Towards a multi-criteria, crowdsource-based route planner for recreational pedestrians in Groningen
Summary
Walking is the most popular recreational activity in the Netherlands and can be characterized by many different trends, such as the use of technology, thematic walking and crowdsource-based route planning. Although these trends have impact on the walking activities in the Netherlands, they are implemented in route planners separately. By focusing on only one trend, the route planners are dismissing the added value of combining the three trends into one route planner.
The goal of this research is to combine the three trends and translate them into a multi-criteria, crowdsource-based route planner for recreational pedestrians in Groningen. With the route planner, users can select a route based on their personal preferences, including themes, the start and ending location of the route and the duration of the route. Secondly, users help to optimize the route planner by sharing their feedback on the recommended walking routes with other users.

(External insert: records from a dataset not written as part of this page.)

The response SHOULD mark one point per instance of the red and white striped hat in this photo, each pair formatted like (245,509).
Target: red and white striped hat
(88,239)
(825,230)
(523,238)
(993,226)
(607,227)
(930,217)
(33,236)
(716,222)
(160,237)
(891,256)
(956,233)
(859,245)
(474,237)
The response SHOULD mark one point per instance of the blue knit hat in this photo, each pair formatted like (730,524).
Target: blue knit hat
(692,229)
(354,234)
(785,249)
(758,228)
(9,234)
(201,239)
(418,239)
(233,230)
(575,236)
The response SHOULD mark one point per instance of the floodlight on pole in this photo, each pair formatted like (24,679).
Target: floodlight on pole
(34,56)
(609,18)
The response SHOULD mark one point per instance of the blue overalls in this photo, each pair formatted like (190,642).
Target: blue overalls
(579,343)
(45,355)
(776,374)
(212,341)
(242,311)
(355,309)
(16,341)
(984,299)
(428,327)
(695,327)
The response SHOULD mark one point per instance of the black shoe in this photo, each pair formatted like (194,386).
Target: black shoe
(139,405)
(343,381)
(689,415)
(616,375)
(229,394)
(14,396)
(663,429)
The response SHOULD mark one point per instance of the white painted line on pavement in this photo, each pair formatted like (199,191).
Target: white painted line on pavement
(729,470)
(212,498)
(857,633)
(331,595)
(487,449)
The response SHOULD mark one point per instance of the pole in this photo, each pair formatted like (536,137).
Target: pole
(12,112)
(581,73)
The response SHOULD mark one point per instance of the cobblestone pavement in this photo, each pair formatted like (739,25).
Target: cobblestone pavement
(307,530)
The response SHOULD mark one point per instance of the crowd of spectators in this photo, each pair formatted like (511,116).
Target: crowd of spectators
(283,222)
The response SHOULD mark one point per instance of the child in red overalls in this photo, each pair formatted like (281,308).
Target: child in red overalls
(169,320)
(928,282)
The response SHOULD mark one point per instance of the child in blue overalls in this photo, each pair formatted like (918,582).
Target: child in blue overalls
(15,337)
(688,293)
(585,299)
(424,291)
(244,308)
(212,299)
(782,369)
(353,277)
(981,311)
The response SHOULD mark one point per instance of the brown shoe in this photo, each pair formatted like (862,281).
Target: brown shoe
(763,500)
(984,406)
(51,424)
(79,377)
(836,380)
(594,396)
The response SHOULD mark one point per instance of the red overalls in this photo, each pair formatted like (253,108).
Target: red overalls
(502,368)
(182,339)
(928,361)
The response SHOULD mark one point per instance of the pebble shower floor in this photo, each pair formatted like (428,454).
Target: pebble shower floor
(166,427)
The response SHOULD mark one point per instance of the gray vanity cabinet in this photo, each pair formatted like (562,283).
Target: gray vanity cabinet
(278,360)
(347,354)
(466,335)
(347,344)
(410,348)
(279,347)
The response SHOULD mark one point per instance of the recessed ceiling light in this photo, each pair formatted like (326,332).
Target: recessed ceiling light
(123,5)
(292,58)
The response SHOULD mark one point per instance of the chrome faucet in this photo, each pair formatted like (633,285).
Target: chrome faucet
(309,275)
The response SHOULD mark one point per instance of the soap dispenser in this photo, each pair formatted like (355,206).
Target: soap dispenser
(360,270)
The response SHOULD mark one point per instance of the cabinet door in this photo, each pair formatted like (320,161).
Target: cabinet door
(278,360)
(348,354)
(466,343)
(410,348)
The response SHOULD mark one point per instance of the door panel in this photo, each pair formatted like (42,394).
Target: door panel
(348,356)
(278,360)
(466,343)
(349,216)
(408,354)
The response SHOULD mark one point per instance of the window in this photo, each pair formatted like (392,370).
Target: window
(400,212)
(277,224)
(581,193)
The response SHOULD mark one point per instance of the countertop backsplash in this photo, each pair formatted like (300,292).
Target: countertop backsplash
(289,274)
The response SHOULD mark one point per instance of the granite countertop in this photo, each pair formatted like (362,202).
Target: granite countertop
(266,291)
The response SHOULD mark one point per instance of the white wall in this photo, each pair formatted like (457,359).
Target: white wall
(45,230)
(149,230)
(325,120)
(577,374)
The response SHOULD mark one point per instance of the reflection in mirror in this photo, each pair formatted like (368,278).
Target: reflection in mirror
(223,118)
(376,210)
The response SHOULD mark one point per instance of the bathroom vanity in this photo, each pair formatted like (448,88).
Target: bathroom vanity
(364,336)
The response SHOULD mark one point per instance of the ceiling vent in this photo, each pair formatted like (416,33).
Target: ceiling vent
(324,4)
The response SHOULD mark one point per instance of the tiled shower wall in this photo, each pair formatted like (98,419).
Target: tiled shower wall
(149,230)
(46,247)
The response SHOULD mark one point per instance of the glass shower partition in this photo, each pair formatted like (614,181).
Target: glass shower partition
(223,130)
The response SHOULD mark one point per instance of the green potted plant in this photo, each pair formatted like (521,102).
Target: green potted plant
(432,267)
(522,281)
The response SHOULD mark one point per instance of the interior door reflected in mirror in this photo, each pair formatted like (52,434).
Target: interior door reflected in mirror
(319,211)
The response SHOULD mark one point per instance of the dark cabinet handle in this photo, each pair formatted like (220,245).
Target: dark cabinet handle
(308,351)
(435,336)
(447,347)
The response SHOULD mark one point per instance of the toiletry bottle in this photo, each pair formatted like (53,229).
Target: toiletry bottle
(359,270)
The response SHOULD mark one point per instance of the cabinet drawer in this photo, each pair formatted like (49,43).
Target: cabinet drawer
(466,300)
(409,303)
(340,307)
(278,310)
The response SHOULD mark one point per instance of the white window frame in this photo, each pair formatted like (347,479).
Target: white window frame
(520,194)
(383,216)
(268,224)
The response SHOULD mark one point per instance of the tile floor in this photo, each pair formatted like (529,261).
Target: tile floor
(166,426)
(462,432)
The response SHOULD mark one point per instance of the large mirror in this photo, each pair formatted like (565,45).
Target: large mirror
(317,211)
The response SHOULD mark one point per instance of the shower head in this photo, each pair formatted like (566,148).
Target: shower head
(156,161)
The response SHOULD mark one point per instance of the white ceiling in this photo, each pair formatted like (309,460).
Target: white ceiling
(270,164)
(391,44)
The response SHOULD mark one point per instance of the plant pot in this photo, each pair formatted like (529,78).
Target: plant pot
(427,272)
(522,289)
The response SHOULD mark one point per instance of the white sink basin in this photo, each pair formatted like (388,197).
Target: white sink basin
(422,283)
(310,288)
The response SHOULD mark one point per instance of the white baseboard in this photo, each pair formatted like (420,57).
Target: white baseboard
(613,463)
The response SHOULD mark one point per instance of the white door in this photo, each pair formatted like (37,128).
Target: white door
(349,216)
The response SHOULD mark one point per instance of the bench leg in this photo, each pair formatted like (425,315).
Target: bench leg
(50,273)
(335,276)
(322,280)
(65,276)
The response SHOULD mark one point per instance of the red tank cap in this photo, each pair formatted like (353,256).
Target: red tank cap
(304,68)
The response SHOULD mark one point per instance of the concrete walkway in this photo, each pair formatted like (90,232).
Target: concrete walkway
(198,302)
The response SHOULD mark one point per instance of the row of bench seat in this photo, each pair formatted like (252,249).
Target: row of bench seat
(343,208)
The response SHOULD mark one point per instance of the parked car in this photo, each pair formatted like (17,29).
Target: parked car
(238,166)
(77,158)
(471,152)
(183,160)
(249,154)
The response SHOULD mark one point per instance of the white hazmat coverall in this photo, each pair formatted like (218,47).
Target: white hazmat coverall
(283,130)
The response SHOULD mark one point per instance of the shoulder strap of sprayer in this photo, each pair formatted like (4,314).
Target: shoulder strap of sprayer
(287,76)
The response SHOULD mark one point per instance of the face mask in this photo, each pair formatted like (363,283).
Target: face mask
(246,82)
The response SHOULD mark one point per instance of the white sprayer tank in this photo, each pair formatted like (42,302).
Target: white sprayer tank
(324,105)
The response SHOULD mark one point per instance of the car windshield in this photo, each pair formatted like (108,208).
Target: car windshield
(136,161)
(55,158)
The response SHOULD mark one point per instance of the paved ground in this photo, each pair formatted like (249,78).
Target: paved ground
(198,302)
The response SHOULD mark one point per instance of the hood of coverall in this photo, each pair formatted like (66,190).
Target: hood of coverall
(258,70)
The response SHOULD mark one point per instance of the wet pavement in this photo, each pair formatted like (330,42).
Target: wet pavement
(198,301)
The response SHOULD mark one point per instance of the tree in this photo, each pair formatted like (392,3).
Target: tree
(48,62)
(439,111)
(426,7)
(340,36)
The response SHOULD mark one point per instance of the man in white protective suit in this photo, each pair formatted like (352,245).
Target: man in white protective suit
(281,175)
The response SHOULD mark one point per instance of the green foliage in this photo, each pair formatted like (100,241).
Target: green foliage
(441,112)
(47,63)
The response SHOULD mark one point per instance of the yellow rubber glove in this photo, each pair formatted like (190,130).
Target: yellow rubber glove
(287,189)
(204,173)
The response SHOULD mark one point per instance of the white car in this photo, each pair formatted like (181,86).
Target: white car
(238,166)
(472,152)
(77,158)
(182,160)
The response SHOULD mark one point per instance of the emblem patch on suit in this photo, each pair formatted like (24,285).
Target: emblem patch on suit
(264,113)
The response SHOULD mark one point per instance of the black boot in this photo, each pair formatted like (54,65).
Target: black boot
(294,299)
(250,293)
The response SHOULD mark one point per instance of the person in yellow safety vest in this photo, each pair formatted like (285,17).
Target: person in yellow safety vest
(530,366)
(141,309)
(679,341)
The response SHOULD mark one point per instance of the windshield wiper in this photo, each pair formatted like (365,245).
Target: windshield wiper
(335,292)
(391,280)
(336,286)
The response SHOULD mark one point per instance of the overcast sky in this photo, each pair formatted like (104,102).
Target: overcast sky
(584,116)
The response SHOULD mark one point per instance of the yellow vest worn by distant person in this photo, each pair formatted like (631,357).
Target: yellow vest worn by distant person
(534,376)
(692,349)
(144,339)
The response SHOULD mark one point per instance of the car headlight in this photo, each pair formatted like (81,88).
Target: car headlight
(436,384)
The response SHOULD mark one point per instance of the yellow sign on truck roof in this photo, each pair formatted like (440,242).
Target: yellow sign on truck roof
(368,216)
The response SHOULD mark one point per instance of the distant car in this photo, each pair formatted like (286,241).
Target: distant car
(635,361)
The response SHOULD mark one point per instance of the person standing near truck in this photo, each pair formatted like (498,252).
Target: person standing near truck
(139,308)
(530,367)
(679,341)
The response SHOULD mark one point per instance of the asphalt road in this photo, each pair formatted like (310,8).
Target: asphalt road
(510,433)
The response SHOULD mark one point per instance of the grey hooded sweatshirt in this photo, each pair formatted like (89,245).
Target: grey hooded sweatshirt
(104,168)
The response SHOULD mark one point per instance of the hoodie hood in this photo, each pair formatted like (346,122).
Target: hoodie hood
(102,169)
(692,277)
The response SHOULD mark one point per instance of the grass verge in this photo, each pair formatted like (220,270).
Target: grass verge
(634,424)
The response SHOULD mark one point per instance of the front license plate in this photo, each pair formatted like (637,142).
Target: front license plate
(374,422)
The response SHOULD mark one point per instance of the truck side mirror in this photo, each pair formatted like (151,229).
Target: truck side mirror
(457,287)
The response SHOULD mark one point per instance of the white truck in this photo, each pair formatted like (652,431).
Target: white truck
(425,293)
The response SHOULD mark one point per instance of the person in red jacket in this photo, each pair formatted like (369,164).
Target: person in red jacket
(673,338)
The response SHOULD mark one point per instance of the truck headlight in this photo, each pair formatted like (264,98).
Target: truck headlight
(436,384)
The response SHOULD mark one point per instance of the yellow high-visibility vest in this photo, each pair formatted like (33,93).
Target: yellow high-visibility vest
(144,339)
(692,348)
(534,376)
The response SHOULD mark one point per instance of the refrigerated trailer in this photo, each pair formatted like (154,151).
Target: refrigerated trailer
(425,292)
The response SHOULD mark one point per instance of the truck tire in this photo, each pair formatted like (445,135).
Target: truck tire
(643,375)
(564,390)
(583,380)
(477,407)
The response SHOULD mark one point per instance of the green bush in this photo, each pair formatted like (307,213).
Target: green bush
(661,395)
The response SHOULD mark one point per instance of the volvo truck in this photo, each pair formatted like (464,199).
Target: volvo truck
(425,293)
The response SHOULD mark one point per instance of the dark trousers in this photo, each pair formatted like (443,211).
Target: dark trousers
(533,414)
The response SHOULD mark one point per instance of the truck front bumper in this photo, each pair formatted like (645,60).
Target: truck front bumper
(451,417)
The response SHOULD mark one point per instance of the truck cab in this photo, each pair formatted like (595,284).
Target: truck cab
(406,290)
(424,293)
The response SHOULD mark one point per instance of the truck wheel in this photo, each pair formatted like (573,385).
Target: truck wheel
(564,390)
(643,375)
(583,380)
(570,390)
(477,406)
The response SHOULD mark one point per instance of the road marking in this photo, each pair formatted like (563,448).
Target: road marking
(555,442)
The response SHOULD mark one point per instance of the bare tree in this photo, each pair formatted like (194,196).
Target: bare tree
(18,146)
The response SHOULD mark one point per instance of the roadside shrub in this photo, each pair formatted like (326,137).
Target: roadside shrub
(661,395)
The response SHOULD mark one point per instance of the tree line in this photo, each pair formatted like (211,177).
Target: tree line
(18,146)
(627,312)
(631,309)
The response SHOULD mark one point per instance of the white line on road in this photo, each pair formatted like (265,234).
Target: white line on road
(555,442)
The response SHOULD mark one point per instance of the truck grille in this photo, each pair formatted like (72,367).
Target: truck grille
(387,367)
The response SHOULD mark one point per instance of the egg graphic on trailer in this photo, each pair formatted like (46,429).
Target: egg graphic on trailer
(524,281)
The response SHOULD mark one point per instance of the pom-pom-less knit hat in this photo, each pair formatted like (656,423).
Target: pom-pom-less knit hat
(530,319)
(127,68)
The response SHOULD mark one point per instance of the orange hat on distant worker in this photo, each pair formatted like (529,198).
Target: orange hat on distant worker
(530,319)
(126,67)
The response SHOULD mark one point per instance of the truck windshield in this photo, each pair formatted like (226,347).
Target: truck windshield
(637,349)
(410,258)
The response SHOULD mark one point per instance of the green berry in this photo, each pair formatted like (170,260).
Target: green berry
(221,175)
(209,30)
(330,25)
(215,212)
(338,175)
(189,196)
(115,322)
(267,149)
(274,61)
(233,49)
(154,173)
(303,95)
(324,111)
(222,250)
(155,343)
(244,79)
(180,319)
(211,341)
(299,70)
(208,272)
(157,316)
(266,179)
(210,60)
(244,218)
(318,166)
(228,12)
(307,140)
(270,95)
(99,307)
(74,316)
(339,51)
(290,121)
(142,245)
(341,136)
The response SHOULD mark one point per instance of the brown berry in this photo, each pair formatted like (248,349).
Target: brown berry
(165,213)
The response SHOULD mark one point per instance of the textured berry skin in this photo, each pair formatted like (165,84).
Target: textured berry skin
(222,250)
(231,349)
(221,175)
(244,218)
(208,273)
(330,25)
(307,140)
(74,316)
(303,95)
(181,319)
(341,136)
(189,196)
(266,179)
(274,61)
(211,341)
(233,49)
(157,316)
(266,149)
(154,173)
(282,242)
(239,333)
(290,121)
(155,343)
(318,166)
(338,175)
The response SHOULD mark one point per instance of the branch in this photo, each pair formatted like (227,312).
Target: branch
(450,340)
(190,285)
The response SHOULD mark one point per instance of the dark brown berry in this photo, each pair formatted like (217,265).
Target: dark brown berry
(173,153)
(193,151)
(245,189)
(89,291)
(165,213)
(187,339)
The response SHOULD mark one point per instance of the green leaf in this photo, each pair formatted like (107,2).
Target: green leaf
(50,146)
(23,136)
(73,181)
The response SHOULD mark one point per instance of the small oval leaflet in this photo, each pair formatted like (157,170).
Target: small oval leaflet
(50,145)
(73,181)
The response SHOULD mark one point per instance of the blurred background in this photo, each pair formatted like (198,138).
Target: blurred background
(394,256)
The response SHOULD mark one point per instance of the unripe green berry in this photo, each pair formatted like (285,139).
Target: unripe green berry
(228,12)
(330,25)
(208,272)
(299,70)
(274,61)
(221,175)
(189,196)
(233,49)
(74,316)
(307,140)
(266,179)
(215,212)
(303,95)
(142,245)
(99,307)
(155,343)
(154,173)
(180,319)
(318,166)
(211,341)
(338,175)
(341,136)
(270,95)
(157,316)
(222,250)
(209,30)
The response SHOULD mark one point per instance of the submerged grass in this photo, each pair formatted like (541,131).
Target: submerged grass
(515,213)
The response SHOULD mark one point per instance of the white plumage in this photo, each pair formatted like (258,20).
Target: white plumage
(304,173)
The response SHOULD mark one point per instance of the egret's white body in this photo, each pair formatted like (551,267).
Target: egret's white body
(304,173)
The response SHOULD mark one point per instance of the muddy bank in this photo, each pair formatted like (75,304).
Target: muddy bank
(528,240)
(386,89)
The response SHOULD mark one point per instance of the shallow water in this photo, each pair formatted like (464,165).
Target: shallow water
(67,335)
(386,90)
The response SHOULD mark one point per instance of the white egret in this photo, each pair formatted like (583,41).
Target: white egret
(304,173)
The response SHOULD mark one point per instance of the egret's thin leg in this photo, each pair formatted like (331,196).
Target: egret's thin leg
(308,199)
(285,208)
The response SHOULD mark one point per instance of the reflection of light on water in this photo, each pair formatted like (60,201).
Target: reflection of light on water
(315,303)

To create the route planner, the focus of this research is on three work packages. The first work package includes the determination of the key capabilities of the route planner, consisting of business requirements, user requirements and system requirements. The list of key capabilities represents all the capabilities the route planner should possess and are based on interviews with recreational pedestrians in Groningen and the research of academic literature, governmental reports and software instructions. The second work package includes the development of a technical framework on how to built a multi-criteria, crowdsource-based route planner in the Web AppBuilder for ArcGIS (Developer edition) software. In this framework, the Vehicle Routing Problem with Time Windows (VRPTW) algorithm approach is explained as well as the feedback mechanism of the route planner. After the deployment of the route planner, the third work package is introduced. During this work step, a test group performed a try-out assignment that included navigating with the route planner, rating the stops along the route and adding new stops to the route planner. Based on the outcomes of the try-out assignment, the route planner is upgraded; the user scores are adjusted and new stops are added to the route planner. In addition, the testers filled in an evaluation form. The outcomes of the evaluation forms are used to reflect on the performance of the route planner, on the research limitations and on the recommendations for further research.
By creating a multi-criteria route planner, users can obtain a walking route that closely fits their personal preferences. Moreover, by adding new stops to the route planner, the scope of the route planner expands and users can obtain more varied walking routes. In overall, the results of the testing prove that the VRPTW and the feedback mechanism increase the planning effectiveness and the recommendation accuracy of the route planner.